There are added elements of government conspiracy and special ops/military vibes which gave the plot a different layer to the typical linear murder case. But I’m also not a fan of military/conspiracy storylines in crime novels, so that’s reflected in my rating. I find these plot additions to be over-the-top, messing with the tone of the first two-thirds of the novel. I much prefer dark realism over thrillers that throw in sensational plot twists for the drama. Maybe I’ll talk about that in therapy, too.
As always, I found Sayer to be pretty cardboard. I think she’s getting better? It’s hard to tell. She just doesn’t jump off the page, and that’s a shame because there’s so much good to work with. I wish Cooper could find a way to inject Sayer with a tangible personality that felt natural, instead of forced or borderline corny. Her sense of humour is basically non-existent and when she tries, it’s like an alien trying to imitate human behaviour as best it can.
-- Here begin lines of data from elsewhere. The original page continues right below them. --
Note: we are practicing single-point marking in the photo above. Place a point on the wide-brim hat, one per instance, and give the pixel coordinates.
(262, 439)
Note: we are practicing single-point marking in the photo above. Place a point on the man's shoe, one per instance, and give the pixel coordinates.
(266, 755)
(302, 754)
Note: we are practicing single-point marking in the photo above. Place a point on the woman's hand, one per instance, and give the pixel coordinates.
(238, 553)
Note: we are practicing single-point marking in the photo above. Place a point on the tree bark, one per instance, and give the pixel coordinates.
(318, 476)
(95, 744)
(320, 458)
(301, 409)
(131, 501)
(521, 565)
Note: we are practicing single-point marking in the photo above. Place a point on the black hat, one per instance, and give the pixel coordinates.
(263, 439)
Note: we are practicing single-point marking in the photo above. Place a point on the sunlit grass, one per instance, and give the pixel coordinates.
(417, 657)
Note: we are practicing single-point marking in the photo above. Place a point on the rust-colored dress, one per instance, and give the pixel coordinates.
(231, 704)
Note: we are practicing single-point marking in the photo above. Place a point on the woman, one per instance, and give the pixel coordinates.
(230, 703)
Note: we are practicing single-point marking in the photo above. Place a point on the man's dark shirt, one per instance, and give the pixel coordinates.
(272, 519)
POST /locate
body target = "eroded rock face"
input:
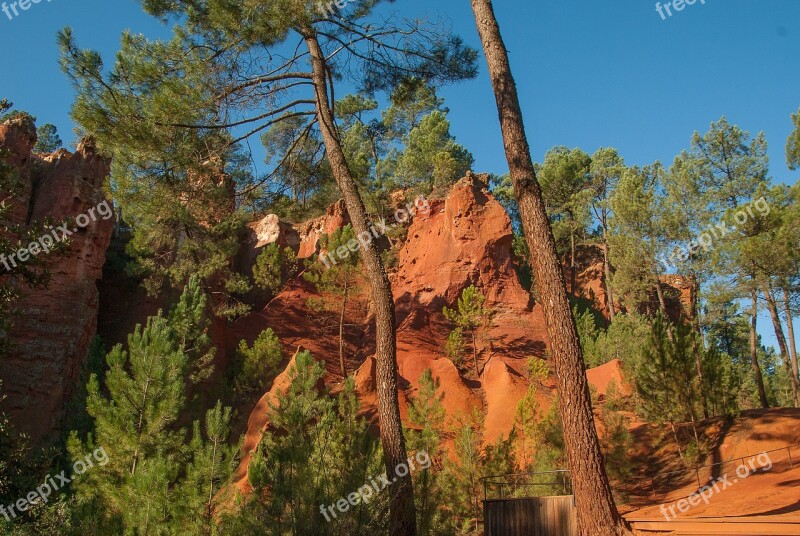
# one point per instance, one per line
(56, 324)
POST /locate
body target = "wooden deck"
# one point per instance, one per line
(540, 516)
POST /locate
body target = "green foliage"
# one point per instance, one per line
(189, 323)
(317, 451)
(213, 461)
(456, 346)
(636, 241)
(617, 440)
(135, 414)
(462, 474)
(48, 140)
(793, 143)
(666, 378)
(564, 177)
(274, 267)
(338, 279)
(427, 415)
(259, 364)
(470, 316)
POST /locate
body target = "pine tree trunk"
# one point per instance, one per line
(762, 393)
(402, 516)
(697, 345)
(772, 306)
(341, 330)
(596, 510)
(607, 275)
(790, 329)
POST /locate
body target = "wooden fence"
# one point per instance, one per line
(536, 516)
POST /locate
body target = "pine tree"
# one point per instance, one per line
(597, 512)
(793, 143)
(317, 452)
(666, 379)
(257, 365)
(427, 416)
(565, 181)
(189, 323)
(47, 139)
(274, 266)
(212, 464)
(146, 390)
(605, 171)
(338, 276)
(470, 317)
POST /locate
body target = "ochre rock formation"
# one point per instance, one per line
(57, 323)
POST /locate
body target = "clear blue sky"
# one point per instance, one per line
(590, 72)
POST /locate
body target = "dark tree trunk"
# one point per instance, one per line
(402, 516)
(762, 393)
(607, 274)
(772, 306)
(572, 262)
(596, 510)
(790, 329)
(341, 329)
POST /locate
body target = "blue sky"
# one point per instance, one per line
(590, 73)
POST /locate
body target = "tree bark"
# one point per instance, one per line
(402, 516)
(790, 329)
(572, 261)
(341, 328)
(596, 510)
(772, 306)
(762, 393)
(607, 273)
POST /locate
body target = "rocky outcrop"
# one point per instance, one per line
(57, 323)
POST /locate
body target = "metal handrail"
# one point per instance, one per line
(518, 480)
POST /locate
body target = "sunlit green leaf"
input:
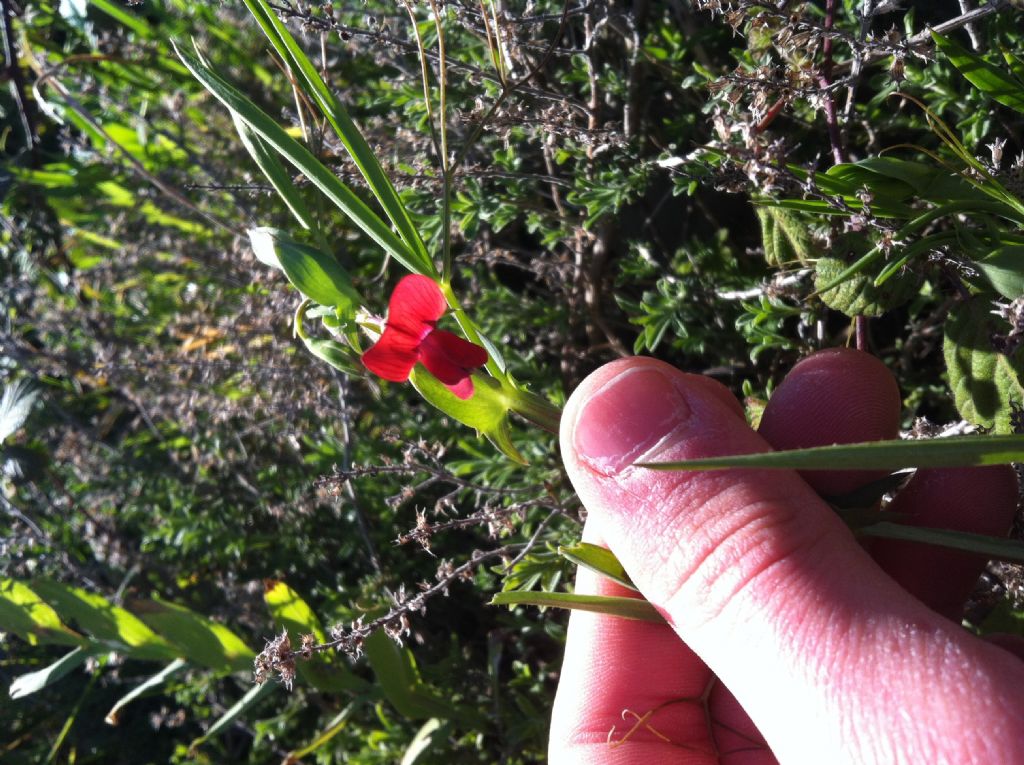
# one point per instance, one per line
(154, 682)
(988, 78)
(598, 559)
(252, 697)
(313, 169)
(613, 606)
(993, 547)
(316, 274)
(199, 639)
(104, 621)
(23, 685)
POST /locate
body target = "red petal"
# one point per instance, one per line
(463, 389)
(416, 303)
(393, 356)
(449, 357)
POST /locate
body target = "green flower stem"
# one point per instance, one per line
(530, 407)
(537, 410)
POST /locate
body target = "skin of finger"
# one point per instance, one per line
(843, 395)
(980, 500)
(838, 395)
(615, 669)
(828, 655)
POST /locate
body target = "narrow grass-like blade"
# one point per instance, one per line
(289, 49)
(266, 159)
(598, 559)
(957, 452)
(154, 682)
(613, 606)
(253, 696)
(993, 547)
(23, 685)
(304, 161)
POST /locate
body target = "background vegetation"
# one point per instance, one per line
(726, 185)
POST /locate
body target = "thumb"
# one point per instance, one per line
(766, 585)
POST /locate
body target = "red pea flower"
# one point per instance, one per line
(411, 335)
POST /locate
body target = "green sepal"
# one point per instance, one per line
(486, 410)
(337, 354)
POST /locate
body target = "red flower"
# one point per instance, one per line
(411, 335)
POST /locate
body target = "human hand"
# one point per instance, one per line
(786, 641)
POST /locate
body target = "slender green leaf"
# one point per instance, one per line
(253, 696)
(154, 682)
(956, 452)
(316, 274)
(987, 385)
(613, 606)
(985, 76)
(398, 678)
(132, 22)
(421, 741)
(346, 130)
(274, 171)
(105, 622)
(25, 613)
(334, 727)
(313, 169)
(195, 637)
(859, 295)
(599, 559)
(993, 547)
(30, 683)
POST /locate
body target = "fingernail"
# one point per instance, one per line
(628, 420)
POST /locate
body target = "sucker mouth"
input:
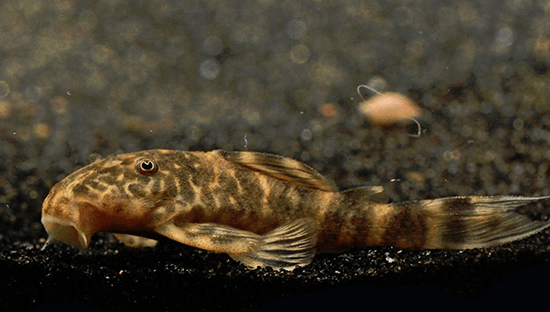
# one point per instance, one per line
(65, 232)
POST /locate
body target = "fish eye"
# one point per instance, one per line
(146, 166)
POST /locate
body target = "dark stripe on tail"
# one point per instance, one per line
(481, 221)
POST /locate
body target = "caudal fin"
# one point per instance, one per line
(464, 222)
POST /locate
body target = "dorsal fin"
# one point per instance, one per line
(282, 168)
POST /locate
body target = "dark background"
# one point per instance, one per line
(107, 77)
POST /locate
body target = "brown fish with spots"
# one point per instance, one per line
(264, 209)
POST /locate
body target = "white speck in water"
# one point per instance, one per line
(209, 69)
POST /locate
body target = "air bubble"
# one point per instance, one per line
(209, 69)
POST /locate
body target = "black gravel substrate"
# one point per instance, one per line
(107, 77)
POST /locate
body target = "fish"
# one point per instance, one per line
(264, 209)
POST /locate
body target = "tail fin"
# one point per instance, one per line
(464, 222)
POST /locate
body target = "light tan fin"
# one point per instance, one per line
(481, 221)
(375, 194)
(285, 247)
(211, 236)
(283, 168)
(134, 241)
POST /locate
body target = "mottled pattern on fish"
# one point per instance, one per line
(264, 209)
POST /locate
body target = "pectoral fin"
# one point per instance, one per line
(211, 236)
(285, 247)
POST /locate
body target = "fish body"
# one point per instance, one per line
(263, 209)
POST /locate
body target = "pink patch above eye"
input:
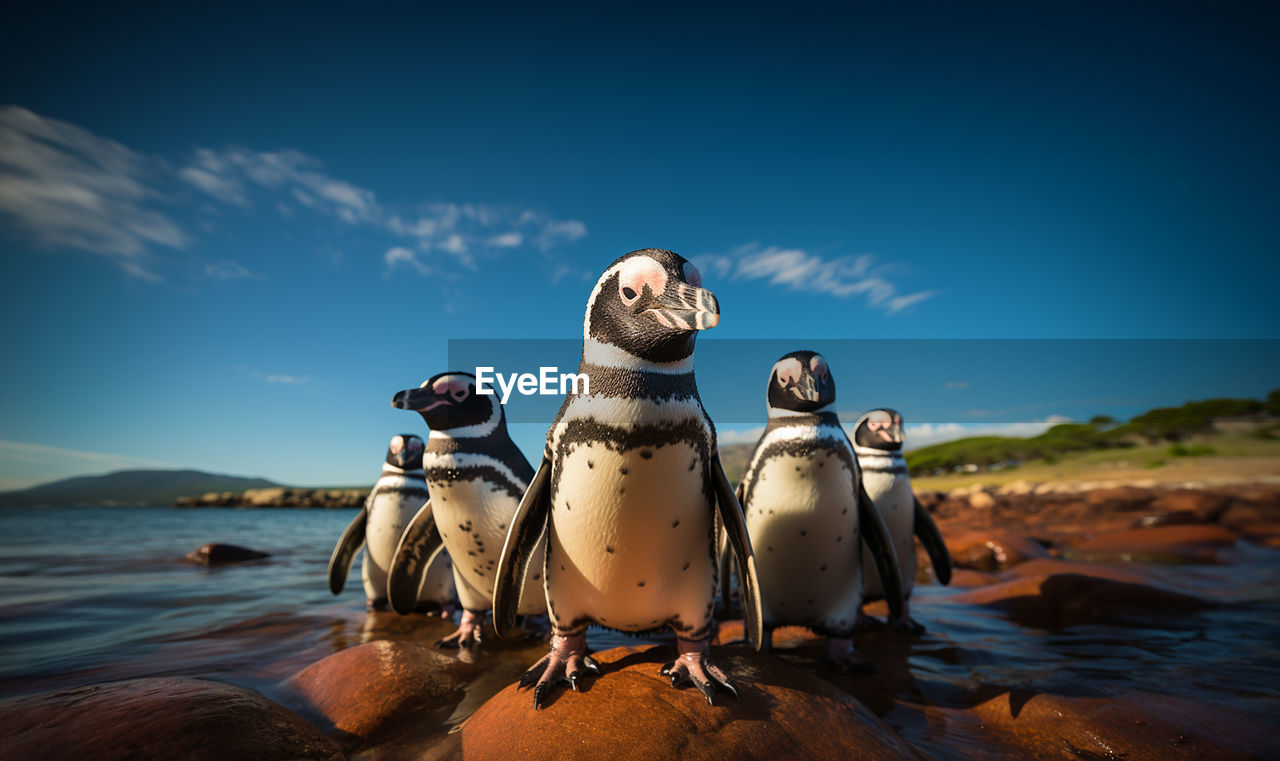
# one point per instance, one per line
(787, 371)
(639, 273)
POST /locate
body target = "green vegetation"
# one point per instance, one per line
(1162, 425)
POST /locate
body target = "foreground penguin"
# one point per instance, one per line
(878, 445)
(398, 494)
(631, 485)
(808, 513)
(476, 476)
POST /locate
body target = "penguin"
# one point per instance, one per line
(878, 445)
(808, 513)
(476, 476)
(630, 487)
(398, 494)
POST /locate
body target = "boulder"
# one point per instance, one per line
(990, 551)
(1141, 727)
(1069, 599)
(158, 719)
(629, 711)
(364, 691)
(216, 554)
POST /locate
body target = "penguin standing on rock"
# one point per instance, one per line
(878, 445)
(808, 513)
(630, 486)
(398, 494)
(476, 476)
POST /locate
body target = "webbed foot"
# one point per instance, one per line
(566, 664)
(694, 664)
(840, 658)
(467, 633)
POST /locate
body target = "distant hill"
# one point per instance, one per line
(128, 487)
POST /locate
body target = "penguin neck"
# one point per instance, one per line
(602, 354)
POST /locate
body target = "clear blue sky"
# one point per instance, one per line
(231, 233)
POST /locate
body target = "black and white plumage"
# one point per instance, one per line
(808, 513)
(398, 494)
(878, 444)
(631, 485)
(476, 476)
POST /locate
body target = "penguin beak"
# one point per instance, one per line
(417, 399)
(685, 307)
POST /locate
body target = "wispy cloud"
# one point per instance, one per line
(926, 434)
(795, 269)
(69, 188)
(24, 464)
(65, 187)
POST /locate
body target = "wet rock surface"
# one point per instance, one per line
(216, 554)
(156, 719)
(631, 713)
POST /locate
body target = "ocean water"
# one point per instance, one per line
(97, 594)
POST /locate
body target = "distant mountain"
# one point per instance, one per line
(128, 487)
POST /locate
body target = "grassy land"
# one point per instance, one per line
(1237, 457)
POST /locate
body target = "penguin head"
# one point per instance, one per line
(650, 303)
(449, 400)
(800, 381)
(406, 452)
(880, 429)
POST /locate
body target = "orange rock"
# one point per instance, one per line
(1136, 728)
(988, 551)
(631, 713)
(1066, 599)
(158, 719)
(1159, 542)
(1051, 565)
(364, 691)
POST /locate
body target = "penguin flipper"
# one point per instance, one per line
(933, 544)
(877, 537)
(525, 533)
(735, 527)
(344, 551)
(417, 548)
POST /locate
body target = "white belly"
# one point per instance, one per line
(630, 541)
(896, 505)
(472, 517)
(803, 521)
(388, 516)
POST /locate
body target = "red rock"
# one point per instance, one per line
(1066, 599)
(158, 719)
(631, 713)
(1120, 498)
(988, 551)
(364, 691)
(1136, 728)
(1159, 542)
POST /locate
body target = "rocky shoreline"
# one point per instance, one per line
(1041, 562)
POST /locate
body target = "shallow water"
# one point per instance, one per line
(96, 594)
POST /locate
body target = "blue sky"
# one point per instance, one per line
(231, 233)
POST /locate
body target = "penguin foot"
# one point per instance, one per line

So, despite the weird addition of government conspiracy bullshit which had a negative effect on the last few chapters of the novel and changed the tone to one I wasn’t totally on board with, the majority of the novel was a fast-paced thriller. And the cliff-hanger ending was a perfect choice. If we could just knock Sayer up a notch (as a character, not with pregnancy) and focus less on the conspiracy drama, my rating might be higher.
PS. We demand more Subject 37!
A bus full of high school students has disappeared from Washington D.C. and FBI neuroscientist Sayer Altair must hunt down the culprit who has a link to her own past.
After grieving the death of her fiancé and almost losing her job, Agent Sayer Altair is finally starting to rebuild her life. Her research into the minds of psychopaths is breaking new ground and her strange little family is thriving. But Sayer’s newfound happiness is threatened when she is called in to investigate a girl’s body left inside a circle of animal figurines below a cryptic message written in blood. When they discover that the dead girl is one of twenty-four missing high school students, Sayer quickly realizes that nothing in this case is what it seems.
As the investigation draws her in to a tangled web of fake identities and false leads, the trail soon begins to point directly to her own life. Now, Sayer must confront her painful past to uncover her connection to the deranged killer if she hopes to save the missing teens and protect everything that she loves.